Retired NASA engineer Joe Chambers was asked by his wife to look through his ever-growing collection of historical material to cull what had already been published and to clear out their house a little. When sifting through folders, Joe saw one labeled “NASA Insignias.” It formed the basis of a 2013 presentation at NASA’s Langley Research Center.

It’s three minutes in when Joe takes the podium.

Wings, Meatballs, Worms, and Swooshes: The Untold Story of the Origins of the NASA Seal and Insignia, on YouTube.

Found on the NASA website. Via Brian’s comment on the NASA logo evolution (in the archives).

Skip to 27:36 for the story on how the official seal was chosen in 1958, and its road to Presidential approval.

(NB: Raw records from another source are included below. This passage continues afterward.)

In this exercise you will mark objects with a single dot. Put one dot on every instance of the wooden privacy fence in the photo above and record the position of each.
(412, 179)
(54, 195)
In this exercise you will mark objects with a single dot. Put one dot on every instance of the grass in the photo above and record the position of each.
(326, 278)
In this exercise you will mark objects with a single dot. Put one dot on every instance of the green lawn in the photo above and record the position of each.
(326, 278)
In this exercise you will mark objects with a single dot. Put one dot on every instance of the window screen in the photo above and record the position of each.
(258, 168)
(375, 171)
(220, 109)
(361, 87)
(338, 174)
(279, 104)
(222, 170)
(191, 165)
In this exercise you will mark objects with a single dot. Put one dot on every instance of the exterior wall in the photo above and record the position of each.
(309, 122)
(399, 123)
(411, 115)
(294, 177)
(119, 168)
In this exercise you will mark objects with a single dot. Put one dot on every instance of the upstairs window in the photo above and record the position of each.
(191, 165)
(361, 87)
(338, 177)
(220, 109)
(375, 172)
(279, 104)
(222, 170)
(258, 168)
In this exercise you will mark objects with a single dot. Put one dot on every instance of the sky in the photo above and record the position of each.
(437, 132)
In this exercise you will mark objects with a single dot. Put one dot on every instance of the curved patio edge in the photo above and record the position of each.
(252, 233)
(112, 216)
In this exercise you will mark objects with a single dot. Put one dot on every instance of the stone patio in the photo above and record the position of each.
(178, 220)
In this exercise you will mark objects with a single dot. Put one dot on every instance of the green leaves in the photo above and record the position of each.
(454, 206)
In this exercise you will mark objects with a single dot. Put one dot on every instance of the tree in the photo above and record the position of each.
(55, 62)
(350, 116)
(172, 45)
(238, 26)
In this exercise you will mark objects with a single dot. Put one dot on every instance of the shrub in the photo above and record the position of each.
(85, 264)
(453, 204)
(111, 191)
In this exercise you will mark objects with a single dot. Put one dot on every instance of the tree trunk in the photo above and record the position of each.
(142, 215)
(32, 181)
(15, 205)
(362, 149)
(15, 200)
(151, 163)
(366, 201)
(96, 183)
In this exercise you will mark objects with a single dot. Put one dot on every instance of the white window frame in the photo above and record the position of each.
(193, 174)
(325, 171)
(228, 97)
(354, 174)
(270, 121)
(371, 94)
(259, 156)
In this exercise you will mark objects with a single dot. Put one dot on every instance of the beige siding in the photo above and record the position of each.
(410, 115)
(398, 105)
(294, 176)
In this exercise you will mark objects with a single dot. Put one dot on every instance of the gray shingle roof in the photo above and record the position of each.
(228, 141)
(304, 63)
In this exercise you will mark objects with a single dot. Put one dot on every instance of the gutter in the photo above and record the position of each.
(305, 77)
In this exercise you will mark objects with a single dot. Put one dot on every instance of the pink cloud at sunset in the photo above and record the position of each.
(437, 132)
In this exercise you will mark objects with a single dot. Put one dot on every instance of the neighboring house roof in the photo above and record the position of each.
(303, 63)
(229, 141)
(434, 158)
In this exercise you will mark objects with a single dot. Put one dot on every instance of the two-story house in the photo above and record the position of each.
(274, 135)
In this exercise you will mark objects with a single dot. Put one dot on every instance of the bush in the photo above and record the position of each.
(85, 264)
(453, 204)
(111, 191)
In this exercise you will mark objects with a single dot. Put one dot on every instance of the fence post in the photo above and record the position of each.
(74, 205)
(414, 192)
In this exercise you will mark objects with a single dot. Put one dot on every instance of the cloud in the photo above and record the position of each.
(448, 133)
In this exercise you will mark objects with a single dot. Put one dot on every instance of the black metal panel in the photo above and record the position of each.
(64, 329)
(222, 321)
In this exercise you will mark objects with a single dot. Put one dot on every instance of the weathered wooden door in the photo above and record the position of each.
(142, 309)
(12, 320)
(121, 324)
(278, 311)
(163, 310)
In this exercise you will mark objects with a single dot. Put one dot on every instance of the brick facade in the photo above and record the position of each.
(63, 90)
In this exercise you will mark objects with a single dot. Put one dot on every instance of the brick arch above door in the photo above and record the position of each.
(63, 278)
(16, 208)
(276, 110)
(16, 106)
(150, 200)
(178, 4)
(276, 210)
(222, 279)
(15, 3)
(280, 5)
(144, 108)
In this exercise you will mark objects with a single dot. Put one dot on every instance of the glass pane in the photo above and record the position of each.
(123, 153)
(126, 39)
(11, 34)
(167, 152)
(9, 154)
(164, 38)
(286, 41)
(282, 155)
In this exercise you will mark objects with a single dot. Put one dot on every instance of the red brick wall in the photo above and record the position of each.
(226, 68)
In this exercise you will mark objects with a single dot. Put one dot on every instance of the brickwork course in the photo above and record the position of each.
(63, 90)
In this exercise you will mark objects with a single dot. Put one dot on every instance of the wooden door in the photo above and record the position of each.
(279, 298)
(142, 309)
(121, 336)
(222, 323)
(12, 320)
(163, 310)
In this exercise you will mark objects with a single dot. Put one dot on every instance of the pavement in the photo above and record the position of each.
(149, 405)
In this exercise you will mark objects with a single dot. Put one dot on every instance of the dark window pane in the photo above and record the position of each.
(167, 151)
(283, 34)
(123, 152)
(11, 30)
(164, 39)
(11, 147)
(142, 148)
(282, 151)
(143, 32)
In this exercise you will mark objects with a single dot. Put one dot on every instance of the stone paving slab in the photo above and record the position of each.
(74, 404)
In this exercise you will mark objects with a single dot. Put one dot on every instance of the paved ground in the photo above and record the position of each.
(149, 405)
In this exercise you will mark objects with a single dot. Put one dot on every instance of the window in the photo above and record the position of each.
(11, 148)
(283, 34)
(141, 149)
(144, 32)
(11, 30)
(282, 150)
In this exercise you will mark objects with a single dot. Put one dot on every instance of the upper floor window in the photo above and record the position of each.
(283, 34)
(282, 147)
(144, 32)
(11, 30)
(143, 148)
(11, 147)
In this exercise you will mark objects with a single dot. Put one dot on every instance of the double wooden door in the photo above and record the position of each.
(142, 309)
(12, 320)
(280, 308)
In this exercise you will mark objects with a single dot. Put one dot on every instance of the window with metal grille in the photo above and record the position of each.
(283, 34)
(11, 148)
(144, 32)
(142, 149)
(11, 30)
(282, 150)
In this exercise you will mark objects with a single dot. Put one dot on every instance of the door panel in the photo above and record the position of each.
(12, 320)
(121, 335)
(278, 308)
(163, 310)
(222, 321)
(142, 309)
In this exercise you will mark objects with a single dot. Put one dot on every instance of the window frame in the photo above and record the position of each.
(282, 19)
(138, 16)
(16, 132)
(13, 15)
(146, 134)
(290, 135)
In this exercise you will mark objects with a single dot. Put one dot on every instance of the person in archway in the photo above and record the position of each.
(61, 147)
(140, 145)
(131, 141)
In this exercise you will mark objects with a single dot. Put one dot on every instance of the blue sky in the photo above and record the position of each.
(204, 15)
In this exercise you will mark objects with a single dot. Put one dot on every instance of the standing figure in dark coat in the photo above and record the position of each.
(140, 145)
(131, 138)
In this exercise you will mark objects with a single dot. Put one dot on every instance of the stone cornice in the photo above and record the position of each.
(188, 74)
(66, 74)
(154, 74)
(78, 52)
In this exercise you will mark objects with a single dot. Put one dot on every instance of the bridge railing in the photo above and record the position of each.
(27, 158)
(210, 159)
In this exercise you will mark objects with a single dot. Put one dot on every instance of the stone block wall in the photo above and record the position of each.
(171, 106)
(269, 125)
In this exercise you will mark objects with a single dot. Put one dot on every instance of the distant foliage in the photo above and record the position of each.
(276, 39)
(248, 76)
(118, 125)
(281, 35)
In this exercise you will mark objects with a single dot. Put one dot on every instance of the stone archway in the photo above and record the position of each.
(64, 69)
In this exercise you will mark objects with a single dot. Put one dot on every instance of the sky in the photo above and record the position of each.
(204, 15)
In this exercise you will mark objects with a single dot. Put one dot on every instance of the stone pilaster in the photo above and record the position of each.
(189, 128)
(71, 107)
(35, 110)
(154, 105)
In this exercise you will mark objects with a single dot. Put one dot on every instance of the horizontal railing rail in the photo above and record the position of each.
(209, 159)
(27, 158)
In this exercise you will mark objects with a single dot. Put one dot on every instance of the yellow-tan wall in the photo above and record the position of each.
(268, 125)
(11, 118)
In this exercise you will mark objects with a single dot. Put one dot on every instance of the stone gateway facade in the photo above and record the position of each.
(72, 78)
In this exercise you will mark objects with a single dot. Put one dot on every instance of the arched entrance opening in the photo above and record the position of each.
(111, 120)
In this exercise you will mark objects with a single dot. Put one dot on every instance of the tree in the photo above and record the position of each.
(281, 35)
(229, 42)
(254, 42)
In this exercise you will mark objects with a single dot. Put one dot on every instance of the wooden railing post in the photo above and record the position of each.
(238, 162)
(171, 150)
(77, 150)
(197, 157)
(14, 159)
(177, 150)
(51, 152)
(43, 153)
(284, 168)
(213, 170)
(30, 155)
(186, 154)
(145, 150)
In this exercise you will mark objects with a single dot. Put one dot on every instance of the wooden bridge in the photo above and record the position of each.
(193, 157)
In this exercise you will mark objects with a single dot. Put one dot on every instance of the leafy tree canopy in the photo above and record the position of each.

“Over 350 designs were submitted. They spent half a day arguing about the merits of all 350, and finally Glennan got up, pounded the damn table and said, ‘I’m gonna make the decision, we’re going with this one.’”

NASA seal

And skip to 34:28 to listen to how the “Worm” was introduced in 1975.

NASA worm

“Something looks strange about this. We’re not sure we’re happy with it.”

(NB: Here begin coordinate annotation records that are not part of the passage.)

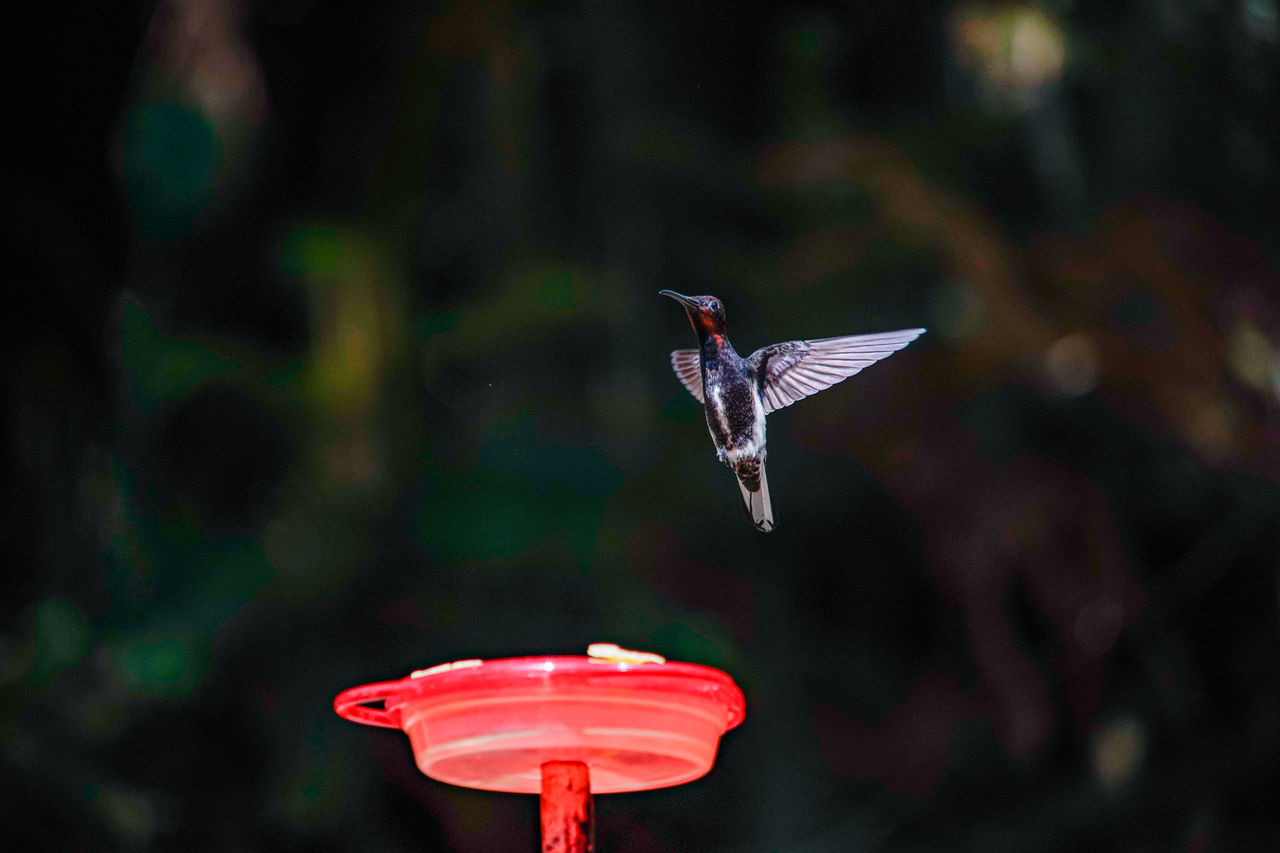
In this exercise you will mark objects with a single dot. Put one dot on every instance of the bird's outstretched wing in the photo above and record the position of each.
(689, 369)
(795, 369)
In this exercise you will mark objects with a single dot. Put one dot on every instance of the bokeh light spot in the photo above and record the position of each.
(170, 156)
(1072, 364)
(161, 666)
(60, 638)
(1118, 751)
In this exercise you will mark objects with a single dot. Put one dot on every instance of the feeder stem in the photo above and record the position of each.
(568, 819)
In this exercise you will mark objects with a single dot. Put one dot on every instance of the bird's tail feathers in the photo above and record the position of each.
(757, 502)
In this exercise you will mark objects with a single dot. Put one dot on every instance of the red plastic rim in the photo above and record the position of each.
(492, 724)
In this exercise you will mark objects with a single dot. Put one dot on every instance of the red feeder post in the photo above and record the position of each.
(558, 726)
(565, 804)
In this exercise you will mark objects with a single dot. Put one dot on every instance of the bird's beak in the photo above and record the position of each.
(680, 297)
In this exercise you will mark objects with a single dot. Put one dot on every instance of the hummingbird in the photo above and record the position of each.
(736, 393)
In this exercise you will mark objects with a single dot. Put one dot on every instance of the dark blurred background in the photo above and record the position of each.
(334, 350)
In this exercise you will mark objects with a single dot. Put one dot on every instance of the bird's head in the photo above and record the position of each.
(705, 313)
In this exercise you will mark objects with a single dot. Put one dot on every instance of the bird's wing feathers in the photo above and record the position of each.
(795, 369)
(689, 369)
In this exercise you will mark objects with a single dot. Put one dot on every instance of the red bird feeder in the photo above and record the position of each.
(563, 728)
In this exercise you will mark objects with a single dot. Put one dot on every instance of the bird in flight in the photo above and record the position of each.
(736, 393)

Interesting to see the letterhead NASA was using back in 1959. A bit too much space in the company name, mind you.

NASA letterhead 1959Image courtesy of Cooper Hewitt.


This is so great. Facinating to hear that The Worm was disliked. I can think of 2 other logos that had a similar reaction (Nike and Chase Bank). Goes to show how unglamarous it is to be a logo designer. I’d love to have been a fly on the wall to hear the conversations in detail.

I wonder if any uncertainty came because the Worm was outsourced to Danne & Blackburn, while the earlier seal was an in-house project. The mark was obviously a big change, but I can imagine people in NASA asking why they weren’t designing it.

I’ve always felt that the Allen Fleming’s Canadian National logo from the 60s set such a high bar for this type of wordmark. I’ve personally loved them both.
I think Allen had an easier time getting CN approved than Dane and Blackburn had with the worm.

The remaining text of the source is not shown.